Let's assume you have an existing database table of procurement data and want to query it using babbage in a Python shell. A session might look like this:

import json
from sqlalchemy import create_engine
from babbage.cube import Cube
from babbage.model import Measure

engine = create_engine('postgresql://localhost/procurement')
model = json.load(open('procurement_model.json', 'r'))

cube = Cube(engine, 'procurement', model)
facts = cube.facts(page_size=5)

# There are 17201 rows in the table:
assert facts['total_fact_count'] == 17201

# There's a field called 'total_value':
assert 'total_value' in facts['fields']

# We can get metadata about it:
concept = cube.model['total_value']
assert isinstance(concept, Measure)
assert concept.label == 'Total Value'

# And there's some actual data:
assert len(facts['data']) == 5
fact_0 = facts['data'][0]
assert 'total_value' in fact_0

# For dimensions, we can get all the distinct values:
members = cube.members('supplier', cut='year:2015', page_size=500)
assert len(members['data']) <= 500
assert members['total_member_count']

# And, finally, we can aggregate by specific dimensions:
aggregate = cube.aggregate(aggregates='total_value.sum',
                           drilldowns='supplier|authority'
                           cut='year:2015|authority.country:GB',
                           page_size=500)
# This translates to: 
#   Aggregate the procurement data by summing up the 'total_value'
#   for each unique pair of values in the 'supplier' and 'authority'
#   dimensions, and filter for only those entries where the 'year'
#   dimensions key attribute is '2015' and the 'authority' dimensions
#   'country' attribute is 'GB'. Return the first 500 results.
assert aggregate['total_cell_count']
assert len(aggregate['cells']) <= 500
aggregate_0 = aggregate['cells'][0]
assert 'total_value.sum' in aggregate_0

# Note that these attribute names are made up for this example, they
# should be reflected from the model:
assert 'supplier.code' in aggregate_0
assert 'supplier.label' in aggregate_0
assert 'authority.code' in aggregate_0
assert 'authority.label' in aggregate_0

Using the HTTP API

The HTTP API for babbage is a simple Flask Blueprint used to expose a small set of calls that correspond to the cube functions listed above.
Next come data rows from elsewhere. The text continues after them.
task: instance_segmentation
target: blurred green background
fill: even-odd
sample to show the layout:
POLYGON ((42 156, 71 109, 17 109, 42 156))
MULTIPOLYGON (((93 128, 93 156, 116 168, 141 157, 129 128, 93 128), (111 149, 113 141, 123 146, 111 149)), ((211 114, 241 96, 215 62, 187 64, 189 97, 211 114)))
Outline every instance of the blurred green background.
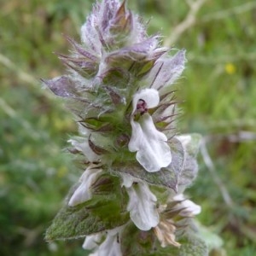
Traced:
MULTIPOLYGON (((44 233, 80 170, 65 151, 76 124, 40 79, 66 73, 53 54, 79 41, 91 0, 0 0, 0 255, 85 255, 82 240, 44 233)), ((187 49, 178 131, 205 148, 187 190, 226 255, 256 252, 256 2, 130 0, 168 46, 187 49)), ((221 255, 212 252, 212 255, 221 255), (214 254, 215 253, 215 254, 214 254)), ((222 255, 224 255, 222 252, 222 255)))

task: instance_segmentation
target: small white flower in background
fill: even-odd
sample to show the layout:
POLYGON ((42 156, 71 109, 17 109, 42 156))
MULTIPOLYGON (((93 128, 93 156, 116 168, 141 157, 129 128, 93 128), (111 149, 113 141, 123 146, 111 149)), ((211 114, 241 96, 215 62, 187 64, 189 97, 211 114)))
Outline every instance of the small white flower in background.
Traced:
POLYGON ((196 205, 192 201, 186 199, 183 194, 173 196, 173 201, 178 201, 179 204, 176 206, 177 209, 181 209, 179 212, 183 217, 193 217, 201 212, 201 206, 196 205))
POLYGON ((143 89, 136 93, 132 100, 132 133, 128 148, 131 152, 137 151, 137 161, 150 172, 160 171, 172 162, 167 137, 155 128, 152 117, 147 113, 148 108, 156 107, 159 102, 159 93, 154 89, 143 89), (140 116, 134 120, 137 113, 140 116))
POLYGON ((90 186, 96 180, 98 174, 102 172, 100 166, 100 165, 91 164, 87 167, 79 179, 79 186, 68 201, 69 207, 75 207, 91 199, 90 186))
POLYGON ((87 250, 94 250, 99 247, 103 233, 87 236, 83 243, 83 248, 87 250))
POLYGON ((156 209, 156 196, 150 191, 148 184, 143 183, 123 183, 129 195, 127 211, 130 218, 141 230, 149 230, 155 227, 159 221, 159 213, 156 209))
POLYGON ((89 256, 121 256, 119 233, 122 231, 123 228, 124 226, 121 226, 108 230, 106 239, 100 246, 99 242, 103 236, 103 233, 86 236, 83 248, 94 251, 89 256))

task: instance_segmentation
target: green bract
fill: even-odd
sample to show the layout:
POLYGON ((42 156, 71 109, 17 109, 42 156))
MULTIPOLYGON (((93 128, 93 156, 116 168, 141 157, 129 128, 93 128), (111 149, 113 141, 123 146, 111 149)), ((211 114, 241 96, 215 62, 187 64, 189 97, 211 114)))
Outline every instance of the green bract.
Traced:
POLYGON ((82 154, 85 170, 46 239, 86 237, 84 247, 98 255, 194 255, 197 244, 205 255, 186 231, 190 223, 180 224, 200 211, 174 197, 196 177, 200 143, 198 135, 176 135, 172 84, 184 50, 172 55, 118 0, 94 6, 81 39, 67 38, 72 55, 59 55, 70 74, 44 80, 76 116, 70 152, 82 154))

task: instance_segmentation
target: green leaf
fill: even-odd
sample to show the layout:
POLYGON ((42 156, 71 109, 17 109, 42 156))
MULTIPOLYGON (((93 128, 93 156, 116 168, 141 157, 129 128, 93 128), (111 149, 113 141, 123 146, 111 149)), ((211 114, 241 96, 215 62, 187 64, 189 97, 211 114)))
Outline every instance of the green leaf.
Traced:
POLYGON ((177 190, 177 177, 183 171, 184 152, 181 143, 173 138, 170 143, 172 160, 169 167, 162 168, 159 172, 148 172, 139 163, 133 162, 127 165, 114 164, 110 172, 118 175, 124 172, 134 177, 147 182, 152 185, 167 187, 174 191, 177 190))
POLYGON ((84 237, 112 230, 129 220, 127 195, 118 177, 103 174, 91 189, 91 200, 77 207, 62 207, 46 232, 47 241, 84 237))

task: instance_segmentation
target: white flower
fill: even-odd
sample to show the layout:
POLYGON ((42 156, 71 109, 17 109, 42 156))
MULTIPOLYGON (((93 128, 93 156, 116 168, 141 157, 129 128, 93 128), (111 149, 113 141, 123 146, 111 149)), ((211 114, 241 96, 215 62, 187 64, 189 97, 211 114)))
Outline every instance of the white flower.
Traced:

To include it into an existing Flask application, you would need to create a CubeManager and then configure the API like this:

from flask import Flask
from sqlalchemy import create_engine
from babbage.manager import JSONCubeManager
from babbage.api import configure_api

app = Flask('demo')
engine = 
models_directory = 'models/'
manager = JSONCubeManager(engine, models_directory)
blueprint = configure_api(app, manager)
app.register_blueprint(blueprint, url_prefix='/api/babbage')

app.run()

Of course, you can define your own CubeManager, for example if you wish to retrieve model metadata from a database.

When enabled, the API will expose a number of JSON(P) endpoints relative to the given url_prefix:

  • /, returns the system status and version.
  • /cubes, returns a list of the available cubes (name only).
  • /cubes/<name>/model, returns full metadata for a given cube (i.e. measures, dimensions, aggregates etc.)
  • /cubes/<name>/facts is used to return individual entries from the cube in a non-aggregated form. Supports filters (cut), a set of fields to return and a sort (field_name:direction), as well as page and page_size.
  • /cubes/<name>/members is used to return the distinct set of values for a given dimension, e.g. all the suppliers mentioned in a procurement dataset. Supports filters (cut), a and a sort (field_name:direction), as well as page and page_size.
  • /cubes/<name>/aggregate is the main endpoint for generating aggregate views of the data. Supports specifying the aggregates to include, the drilldowns to aggregate by, a set of filters (cut), a and a sort (field_name:direction), as well as page and page_size.